2.            rifarsi ai testi del Concilio Vaticano (1962 – 1965) che ha portato un grande rinnovamento nella Chiesa. Un rinnovamento nella celebrazione della Santa Messa, nel ruolo dei laici, nell’auto comprensione della chiesa e nella relazione con gli altri cristiani, con gli ebrei, con chi appartiene ad altre religioni e perfino con i non credenti. Per portare avanti il rinnovamento, i cattolici devono conoscere ciò che insegna veramente il Concilio, aiutati dal magistero post – conciliare, con il Catechismo.
3.            Conoscere le vite dei santi. I santi sono sempre validi per tutti i tempi come vivere una vita cristiana, come pensare cristianamente, e suscitano una speranza affidabile con cui affrontare il quotidiano, facile o difficile. Non solo essi erano die peccatori che incessantemente cercavano di camminare verso Dio, ma esemplificano anche le modalità con le quali servire Dio: l’insegnamento, il lavoro missionario consci che la fede si rafforza donandola, la carità e la disponibilità al bene, la preghiera e semplicemente sforzandosi di piacere a dio nelel azioni e nelle decisioni ordinarie della vita feriale.
4.            Incarnare le Beatitudini nella vita di tutti i giorni. Le Beatitudini (Mt 5,3-12) forniscono un ricco programma per la vita cristiana. Averle presenti aiuta ad essere più umili, più piccoli, più giusti, più trasparenti, più misericordiosi e più liberi. E’ precisamente attirare alla fede attirando alla Chiesa nell’Anno della fede.
Fede vissuta:
1.           Volontariato in parrocchia. L’Anno della Fede non può limitarsi alla fede professata, celebra, vissuta ma anche testimoniata. Un ottimo ambiente è la parrocchia, poiché i carismi particolare di ognuno e delle associazioni, movimenti, aiutano a costruire globalmente la comunità. Chiunque è benvenuto per l’accoglienza, come musicista liturgico, lettore, catechista e tanti altri ruoli della vita parrocchiale.

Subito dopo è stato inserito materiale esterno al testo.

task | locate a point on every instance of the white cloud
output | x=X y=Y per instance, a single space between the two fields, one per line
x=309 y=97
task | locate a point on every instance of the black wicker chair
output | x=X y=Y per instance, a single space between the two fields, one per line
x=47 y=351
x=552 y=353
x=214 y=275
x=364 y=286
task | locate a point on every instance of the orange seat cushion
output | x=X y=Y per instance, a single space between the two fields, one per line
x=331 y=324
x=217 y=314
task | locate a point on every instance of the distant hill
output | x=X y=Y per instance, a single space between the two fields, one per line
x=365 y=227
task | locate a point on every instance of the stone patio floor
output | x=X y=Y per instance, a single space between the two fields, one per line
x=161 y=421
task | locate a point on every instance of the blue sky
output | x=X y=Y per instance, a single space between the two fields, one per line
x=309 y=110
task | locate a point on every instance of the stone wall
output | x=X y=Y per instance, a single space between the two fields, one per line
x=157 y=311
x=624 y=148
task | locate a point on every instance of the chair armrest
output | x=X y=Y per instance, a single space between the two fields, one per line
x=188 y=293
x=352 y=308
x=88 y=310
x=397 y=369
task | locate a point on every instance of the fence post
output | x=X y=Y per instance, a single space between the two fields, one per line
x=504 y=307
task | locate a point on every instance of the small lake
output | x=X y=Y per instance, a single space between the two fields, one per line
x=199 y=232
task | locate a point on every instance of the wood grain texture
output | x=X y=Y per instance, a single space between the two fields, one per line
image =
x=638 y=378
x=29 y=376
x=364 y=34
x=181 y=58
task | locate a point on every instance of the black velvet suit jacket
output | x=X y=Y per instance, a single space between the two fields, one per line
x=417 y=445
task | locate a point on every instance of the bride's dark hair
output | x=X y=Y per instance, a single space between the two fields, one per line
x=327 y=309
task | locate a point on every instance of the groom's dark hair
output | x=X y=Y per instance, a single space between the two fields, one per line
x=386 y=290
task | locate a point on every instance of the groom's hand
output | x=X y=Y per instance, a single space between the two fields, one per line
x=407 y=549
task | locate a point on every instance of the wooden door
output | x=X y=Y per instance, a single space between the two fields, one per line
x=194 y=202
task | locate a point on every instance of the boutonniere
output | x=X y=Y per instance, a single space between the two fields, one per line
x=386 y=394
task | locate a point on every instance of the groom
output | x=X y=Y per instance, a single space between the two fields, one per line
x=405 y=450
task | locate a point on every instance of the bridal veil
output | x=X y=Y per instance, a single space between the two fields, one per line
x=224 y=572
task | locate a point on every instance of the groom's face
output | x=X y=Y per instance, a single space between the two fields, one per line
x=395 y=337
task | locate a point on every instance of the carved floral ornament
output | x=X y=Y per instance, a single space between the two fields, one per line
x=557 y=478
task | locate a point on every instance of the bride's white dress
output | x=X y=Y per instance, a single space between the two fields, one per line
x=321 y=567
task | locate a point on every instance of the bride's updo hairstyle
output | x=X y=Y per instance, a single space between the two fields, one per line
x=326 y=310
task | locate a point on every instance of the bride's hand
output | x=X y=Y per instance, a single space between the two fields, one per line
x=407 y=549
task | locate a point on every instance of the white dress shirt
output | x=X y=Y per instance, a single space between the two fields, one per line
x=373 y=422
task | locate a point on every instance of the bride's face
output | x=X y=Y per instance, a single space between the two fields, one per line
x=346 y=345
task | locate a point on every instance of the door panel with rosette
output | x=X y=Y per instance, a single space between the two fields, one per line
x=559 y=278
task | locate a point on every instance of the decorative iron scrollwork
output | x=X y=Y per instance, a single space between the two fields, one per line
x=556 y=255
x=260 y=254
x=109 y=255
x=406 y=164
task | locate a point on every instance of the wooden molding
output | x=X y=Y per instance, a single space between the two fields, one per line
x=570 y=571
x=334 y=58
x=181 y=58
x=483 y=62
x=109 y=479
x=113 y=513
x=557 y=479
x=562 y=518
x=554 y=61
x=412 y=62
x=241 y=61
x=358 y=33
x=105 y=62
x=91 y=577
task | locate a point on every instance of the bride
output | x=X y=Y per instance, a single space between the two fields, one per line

2.           Aiutare i bisognosi e l’impegno laicale per l’animazione cristiana della società puntando ad una economia sociale. La Chiesa sollecita i cattolici a donazioni di carità e a soccorre i bisognosi durante l’Anno della fede, poiché nel povero, nell’emarginato e nel vulnerabile si incontra Cristo personalmente. Aiutarli anche culturalmente, socialmente e politicamente ci conduce a faccia a faccia con Cristo e costituisce un esempio per tutti gli altri.